5. The Israelites were commanded to exterminate the Canaanites, men, women and children.—Deut. 9:12; 20:16–18.

Any one, or all, of the above practices, can be justified by the Mosaic law, as well as the practice of slave-holding.

Each of these laws, although in its time it was an ameliorating law, designed to take the place of some barbarous abuse, and to be a connecting link by which some higher state of society might be introduced, belongs confessedly to that system which St. Paul says made nothing perfect. They are a part of the commandment which he says was annulled for the weakness and unprofitableness thereof, and which, in the time which he wrote, was waxing old, and ready to vanish away. And Christ himself says, with regard to certain permissions of this system, that they were given on account of the “hardness of their hearts,”—because the attempt to enforce a more stringent system at that time, owing to human depravity, would have only produced greater abuses.

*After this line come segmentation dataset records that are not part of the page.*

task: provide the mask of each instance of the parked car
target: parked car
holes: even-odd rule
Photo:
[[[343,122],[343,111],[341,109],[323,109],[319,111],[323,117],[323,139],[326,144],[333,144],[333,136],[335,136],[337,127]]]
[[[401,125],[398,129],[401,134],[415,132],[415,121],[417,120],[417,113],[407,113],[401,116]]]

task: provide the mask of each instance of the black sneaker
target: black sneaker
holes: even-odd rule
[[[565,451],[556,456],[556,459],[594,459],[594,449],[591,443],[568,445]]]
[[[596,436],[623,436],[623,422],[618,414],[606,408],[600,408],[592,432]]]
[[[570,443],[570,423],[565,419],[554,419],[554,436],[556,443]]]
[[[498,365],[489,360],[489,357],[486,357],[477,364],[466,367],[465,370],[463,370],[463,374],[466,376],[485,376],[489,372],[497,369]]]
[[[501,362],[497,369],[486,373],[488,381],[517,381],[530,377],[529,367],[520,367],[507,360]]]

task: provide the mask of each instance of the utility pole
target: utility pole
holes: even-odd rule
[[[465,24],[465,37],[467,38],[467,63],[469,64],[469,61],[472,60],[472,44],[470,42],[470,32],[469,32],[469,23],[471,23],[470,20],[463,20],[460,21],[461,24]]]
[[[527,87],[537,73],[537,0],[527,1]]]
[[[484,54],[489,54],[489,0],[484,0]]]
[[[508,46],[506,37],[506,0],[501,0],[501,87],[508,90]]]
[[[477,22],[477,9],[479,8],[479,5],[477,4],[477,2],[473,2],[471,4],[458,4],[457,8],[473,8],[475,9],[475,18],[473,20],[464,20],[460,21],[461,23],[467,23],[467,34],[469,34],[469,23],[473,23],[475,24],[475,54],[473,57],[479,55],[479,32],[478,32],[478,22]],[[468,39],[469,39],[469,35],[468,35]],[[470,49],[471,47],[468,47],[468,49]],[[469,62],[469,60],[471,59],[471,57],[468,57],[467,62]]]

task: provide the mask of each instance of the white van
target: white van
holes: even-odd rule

The following view of the Hebrew laws of slavery is compiled from Barnes’ work on slavery, and from Professor Stowe’s manuscript lectures.

The legislation commenced by making the great and common source of slavery—kidnapping—a capital crime.

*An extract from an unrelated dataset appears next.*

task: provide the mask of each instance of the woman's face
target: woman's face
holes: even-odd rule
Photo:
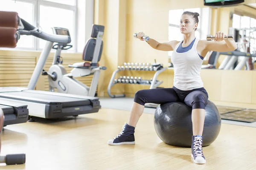
[[[181,34],[186,34],[195,31],[198,24],[195,23],[191,15],[184,14],[181,16],[180,21],[180,29]]]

The enactment is as follows: “He that stealeth a man and selleth him, or if he be found in his hand, he shall surely be put to death.”—Exodus 21:16.

The sources from which slaves were to be obtained were thus reduced to two: first, the voluntary sale of an individual by himself, which certainly does not come under the designation of involuntary servitude; second, the appropriation of captives taken in war, and the buying from the heathen.

With regard to the servitude of the Hebrew by a voluntary sale of himself, such servitude, by the statute-law of the land, came to an end once in seven years; so that the worst that could be made of it was that it was a voluntary contract to labor for a certain time.

With regard to the servants bought of the heathen, or of foreigners in the land, there was a statute by which their servitude was annulled once in fifty years.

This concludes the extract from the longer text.